In the fall of 2021 as the Biden Administration employed OSHA as a blunt instrument for mandatory vaccinations by threatening Americans’ livelihood for noncompliance, audiences flocked to reopened multiplexes to see M. Night Shyamalan's Big Pharma takedown, Old, and James Wan’s body horror opus, Malignant—another film with eerily sane scientists governed by an immutable evil. Horror rooted in the fear of a medical boogeyman has continued unabated over the ensuing years in everything from breakout franchise Smile and Ti West’s Spanish Flu-obsessed Pearl to The Substance with its experimental injections that hold dominion over their users’ DNA. 

Yet, Eggers’s take on Nosferatu is the only horror film to posit that America’s spiritual and physical health are inexorably intertwined. For the true villain of Nosferatu is not Bill Skarsgård’s sinewy behemoth of a Count Orlok, but the petty bureaucrats in the legal and medical fields whose self-interest and quest for reputation allow him to impose his rule over the fictional German city of Wisborg. As literary critic Stephen Arata famously discussed, the Irish Bram Stoker tapped into British ambivalence about the faltering Empire and its version of manhood. Likewise, F.W. Murnau’s original Nosferatu (1922)—an unauthorized Stoker adaptation that became the paragon of German Expressionism—used the Count to reflect the nation’s post-WWI concerns over both the Nazis’ and Jewish population’s influence on the country’s identity. 

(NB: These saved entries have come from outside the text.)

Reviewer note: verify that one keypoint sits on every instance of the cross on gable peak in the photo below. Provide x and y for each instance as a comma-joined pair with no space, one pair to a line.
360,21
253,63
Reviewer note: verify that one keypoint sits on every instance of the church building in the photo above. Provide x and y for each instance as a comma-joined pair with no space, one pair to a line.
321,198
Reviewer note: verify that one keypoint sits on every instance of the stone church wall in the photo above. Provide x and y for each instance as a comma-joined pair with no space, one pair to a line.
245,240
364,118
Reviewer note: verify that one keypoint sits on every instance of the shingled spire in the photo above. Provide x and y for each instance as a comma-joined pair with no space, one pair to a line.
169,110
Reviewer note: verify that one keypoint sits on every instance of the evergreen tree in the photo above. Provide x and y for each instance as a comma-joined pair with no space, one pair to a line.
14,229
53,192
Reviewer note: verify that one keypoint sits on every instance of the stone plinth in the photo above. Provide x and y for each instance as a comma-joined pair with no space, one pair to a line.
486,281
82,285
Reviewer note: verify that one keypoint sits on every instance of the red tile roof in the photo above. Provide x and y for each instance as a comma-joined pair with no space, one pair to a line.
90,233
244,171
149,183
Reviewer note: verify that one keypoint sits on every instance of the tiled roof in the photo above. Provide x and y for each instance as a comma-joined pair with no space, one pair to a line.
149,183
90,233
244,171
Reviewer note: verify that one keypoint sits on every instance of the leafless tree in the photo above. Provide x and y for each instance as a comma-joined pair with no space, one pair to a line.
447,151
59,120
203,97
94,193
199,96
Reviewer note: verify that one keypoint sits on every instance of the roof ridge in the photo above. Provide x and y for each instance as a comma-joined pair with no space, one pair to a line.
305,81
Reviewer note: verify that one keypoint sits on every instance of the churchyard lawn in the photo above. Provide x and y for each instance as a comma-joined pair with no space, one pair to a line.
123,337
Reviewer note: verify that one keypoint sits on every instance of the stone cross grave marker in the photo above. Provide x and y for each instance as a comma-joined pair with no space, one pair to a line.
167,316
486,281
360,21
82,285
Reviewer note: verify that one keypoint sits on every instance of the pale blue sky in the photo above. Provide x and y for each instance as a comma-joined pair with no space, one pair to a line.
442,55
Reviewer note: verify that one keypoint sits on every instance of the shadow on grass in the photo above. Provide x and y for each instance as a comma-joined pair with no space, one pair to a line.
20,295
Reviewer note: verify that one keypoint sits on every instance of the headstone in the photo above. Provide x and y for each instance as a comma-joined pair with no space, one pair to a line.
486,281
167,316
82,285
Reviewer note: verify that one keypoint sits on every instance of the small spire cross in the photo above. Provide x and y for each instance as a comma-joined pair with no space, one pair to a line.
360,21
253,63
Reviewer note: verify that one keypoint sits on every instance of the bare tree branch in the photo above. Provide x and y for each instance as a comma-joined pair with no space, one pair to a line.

The Anglican and German takes on Dracula (and the slew of adaptations to follow) position the non-bloodsuckers as hapless, inferior victims who must unite to stop the encroachment of the ultimate man on their way of life. But, in Eggers’s take, Orlok’s colonial ideations are the end result of his central characters’ striving. Ellen’s husband, Thomas (Nicholas Hoult), just wants to stay in the good graces of his real estate baron boss, Knock (Simon McBurney), whose status anxiety is so all-encompassing he jumps at the chance to become the Count’s Renfieldish minion. Thomas’s aristocratic best friend, Friedrich (Aaron Taylor-Johnson), is a foppish vampire skeptic—the trust-the-science type who racks up COVID boosters as a leisure activity. In fact, the only reason Orlok made the trek to this city in the first place is that Ellen summoned him in her dreams as a teenager–likely because the city’s proto-soyboy offerings could not live up to her notions of romantic grandeur.

In a metropolis full of men who want Enlightenment without the sacrifice innate to religious belief almost as much as they seek to punish those who dare upset their status quo, the persona non grata von Franz proves the ultimate savior. He’s wise enough to stay a perpetual student. Brave enough to wear his ostracization as a badge while remaining an unapologetic childless cat man. He’s never secure enough in his knowledge to claim he has all the answers. More importantly, he forces his colleagues to take responsibility for their role in the plague they unleashed on their homeland by proxy. It’s a lesson Nosferatu’s most vocal fans would do well to heed if only they would divest themselves of their own gaseous light.

Nosferatu is now playing in theaters.